A la date prévue, à la toute fin de l’an dernier, le régime de Xi Jinping a officiellement éradiqué « la pauvreté absolue » en Chine. Depuis l’arrivée au pouvoir du président chinois en 2012, 100 millions de ruraux sont sortis de cette catégorie, « une grande victoire », selon M. Xi.

Constat des dirigeants chinois à l’époque: la croissance économique phénoménale qui a transformé le pays depuis 40 ans ne suffit pas à hisser tout le monde hors de l’eau.

Si les régions côtières, ouvertes au commerce international, se sont rapidement modernisées, les campagnes de l’intérieur ont souvent raté le train de la croissance.

A Yingfeng, dans la province du Hunan (centre), où vit Liu Qingyou, 66 ans, la ville la plus proche est à plus de deux heures de route et les petites maisons paysannes semblent à des années-lumière des imposants gratte-ciel de Shanghai ou Pékin.

Dans son carnet, on peut lire les causes des difficultés du foyer: « maladie » et « éducation ». Puis est détaillée l’aide apportée par les autorités: « subvention pour l’achat de céréales » et « aide au remplacement d’orangers à faible rendement ».

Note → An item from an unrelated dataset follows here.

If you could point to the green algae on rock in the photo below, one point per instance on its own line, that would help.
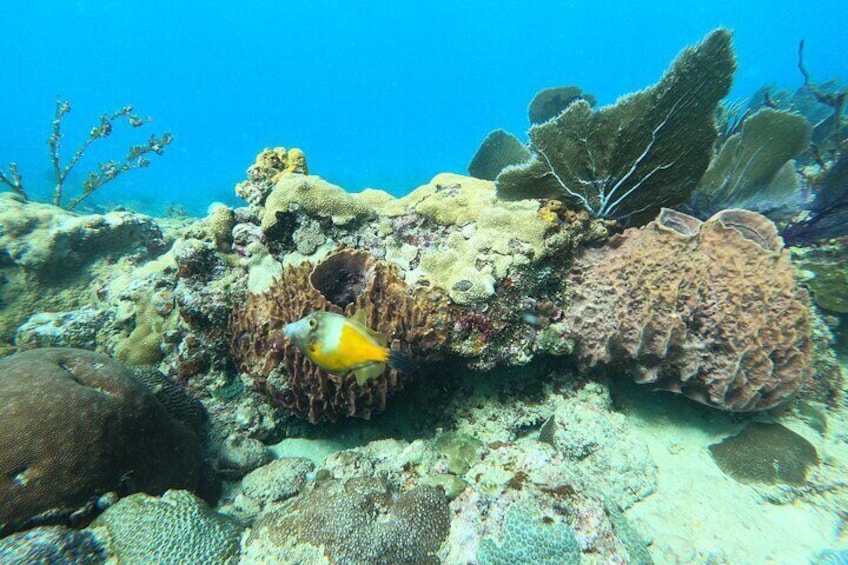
(765, 454)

La famille du cultivateur est officiellement entrée dans la catégorie « pauvre » en 2014, lorsqu’une politique d’aide ciblée a été mise en place et que des fonctionnaires ont fait du porte-à-porte pour évaluer la situation des ménages.

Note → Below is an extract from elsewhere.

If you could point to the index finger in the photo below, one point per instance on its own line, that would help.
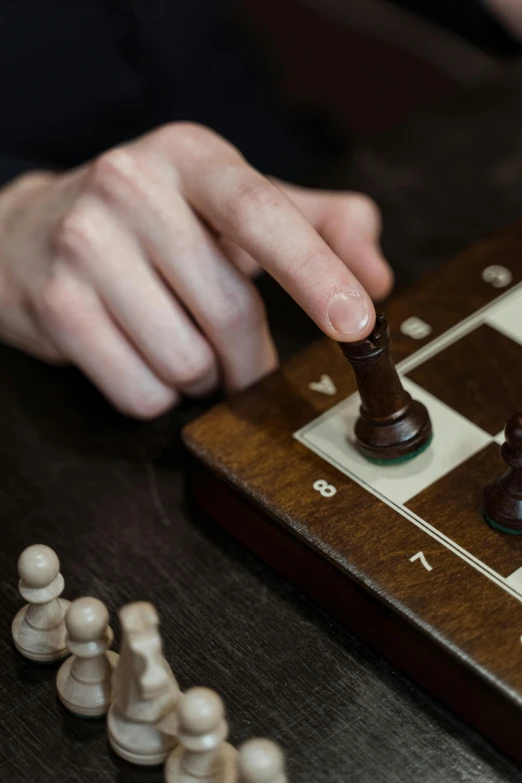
(248, 209)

Au même moment, des grands travaux étaient engagés dans les campagnes du nord au sud du pays. Ici, en l’occurrence, une route qui coupe à travers les vertes collines du Hunan et permet à Liu Qingyou de mettre deux fois moins de temps pour transporter ses oranges jusqu’aux marchés de la région.

Oranges invendues

En 2018, la famille Liu passait officiellement au-dessus du seuil de pauvreté fixé par le pouvoir à 2,30 dollars par jour – dans un pays où le revenu disponible moyen s’élevait à 6,8 dollars en 2019 dans les campagnes (les citadins gagnent en moyenne 2,64 yuans quand les ruraux en touchent 1).

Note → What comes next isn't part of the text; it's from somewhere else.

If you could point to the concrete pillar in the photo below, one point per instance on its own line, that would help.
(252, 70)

Mais le foyer de cinq personnes de M. Liu est encore loin de la sécurité économique, comme le montrent les dizaines de caisses remplies d’oranges invendues qui s’entassent dans sa remise.

Les autorités locales ont insisté pour remplacer les vieux arbres de son verger et convertir une partie de la superficie en théiers, une production plus rentable. Mais ces plantations sont encore loin d’être à plein rendement… et le chiffre d’affaires de l’exploitant a plongé.

« Avant qu’on coupe les arbres, on gagnait entre 20.000 et 30.000 yuans (2.600 à 3.800 euros) par an », affirme l’agriculteur, dont le revenu atteint désormais seulement quelques milliers de yuans.

« On arrive à s’en sortir », dit-il. Mais la maison en bois, où M. Liu vit modestement, ne le protège pas du froid, alors que le mercure tombe sous zéro les nuits d’hiver.

Le sexagénaire aimerait obtenir ce qu’ont eu certains de ses voisins: un relogement ou de l’argent pour se construire une maison en briques. « Pourquoi on n’y a pas eu droit? »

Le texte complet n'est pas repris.